El MIT ha comunicado hace poco que está mejorando las técnicas que permiten recolectar agua procedente de la niebla, algo que puede suponer, según la Organización Mundial de la Salud y UNICEF, la supervivencia de casi 900 millones de personas en todo el mundo, sobre todo en zonas donde las precipitaciones son escasas. La tecnología no es nueva y ya hablé de ella en algún artículo que publicó en su día el diario Público. He dividido la información en dos partes y, a continuación, publico la primera de ellas. La segunda parte puedes encontrarla aquí.

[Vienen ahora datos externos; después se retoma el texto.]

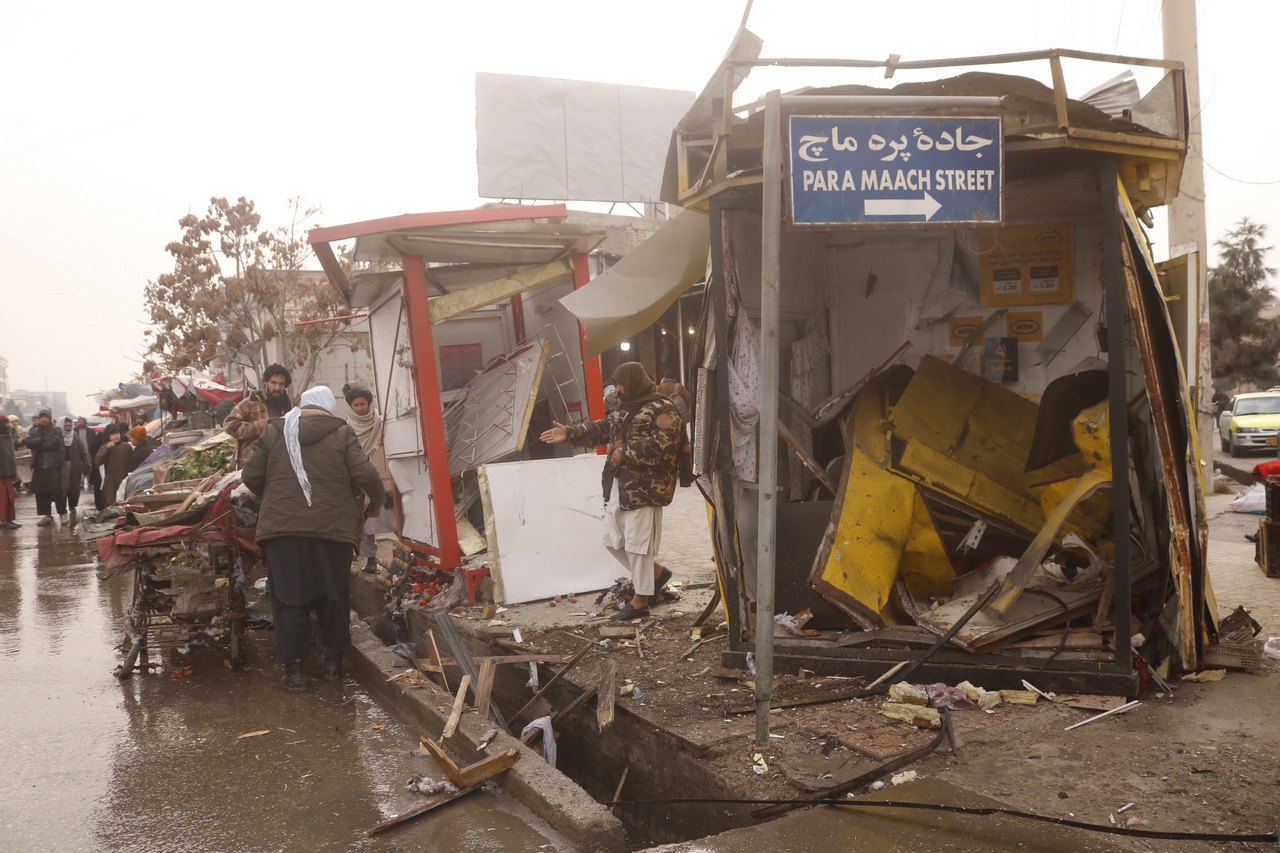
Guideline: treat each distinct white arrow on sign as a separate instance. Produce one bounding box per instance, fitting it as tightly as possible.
[863,192,942,222]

Millán Millán Muñoz, director del Centro de Estudios Ambientales del Mediterráneo (CEAM), me habló en una ocasión de Robert Schemenauer, un meteorólogo canadiense que tras años trabajando para el gobierno de su país en cuestiones científicas decidió hace treinta años retirarse a una casa en las montañas. Allí desarrolló un sistema de recogida de agua procedente de la niebla que consistía en una malla de hilo de polipropileno –muy similar al nylon– que se encargaba de recoger el agua y almacenarla, con lo que se podía abastecer de agua a poblaciones enteras. De hecho, en la actualidad, existen pueblos del altiplano sudamericano cuyo único aporte de líquido procede del agua recogida de la niebla gracias a esta técnica, gracias al apoyo de FogQuest, una organización sin ánimo de lucro fundada por el propio Schemenauer y dedicada a poner en marcha proyectos para abastecer de agua a comunidades rurales en países en vías de desarrollo.

Es una solución que ya ponen en marcha ciertos insectos. Parece difícil imaginar cómo podría sobrevivir uno en mitad de un desierto que no conoce lo que es el agua de lluvia, pero ocurre. El ejemplo más claro se encuentra en Namibia, donde un escarabajo recoge en su cuerpo el agua que se condensa procedente de la niebla que cubre el desierto más de 200 días al año y después se la bebe, con lo que puede resistir largos períodos de tiempo.

Las plantas utilizan una técnica similar. No en vano, existen múltiples selvas en el mundo que sobreviven sin apenas lluvias. O árboles como el garoé, que abastecía de agua a los bimbaches, antiguos habitantes de la isla del hierro. Ahora, científicos de todo el mundo pretenden imitar estas capacidades de la Naturaleza para conseguir agua, sobre todo en zonas donde escasea.

Proyectos en España
En la actualidad existen pueblos del altiplano sudamericano cuyo único aporte de agua procede del agua recogida de la niebla gracias a las mallas desarrolladas por el canadiense Schemenauer. Los hilios de polipropileno –sujetos a un marco metálico hueco por el que se desplaza el agua– se colocan entre sí a una distancia de entre 35 y 45 milímetros, la distancia óptima para que la nube deje agua al impactar contra la malla.

Millán Millán Muñoz trabajó con el canadiense durante varias décadas e importó la inquietud del meteorólogo norteamericano a España y, sobre todo, a la Comunidad Valenciana. “La cuenca mediterránea ha sufrido un cambio tremendo en su estructura climática en los últimos 2.000 años, pero sobre todo en los últimos 30, porque se han perdido las tormentas de verano, que han sido sustituidas por la formación de bancos de niebla”, revela Millán.

Los dos proyectos del CEAM, uno de ellos finalizado y otro en vigor hasta este año 2011, se centran en conseguir agua de niebla para llenar las cubas de las que se nutren los helicópteros antiincendios. Millán afirma que se ha llegado a conseguir 700 litros por metro cuadrado y año, lo que supone una cantidad mayor que las precipitaciones anuales de la zona. “Se captura más agua de la que se pensaba, por lo que parte del agua de la cuba se utiliza para, con un sistema de goteo, reforestar casi todos los picos de montaña de la Comunidad Valenciana”.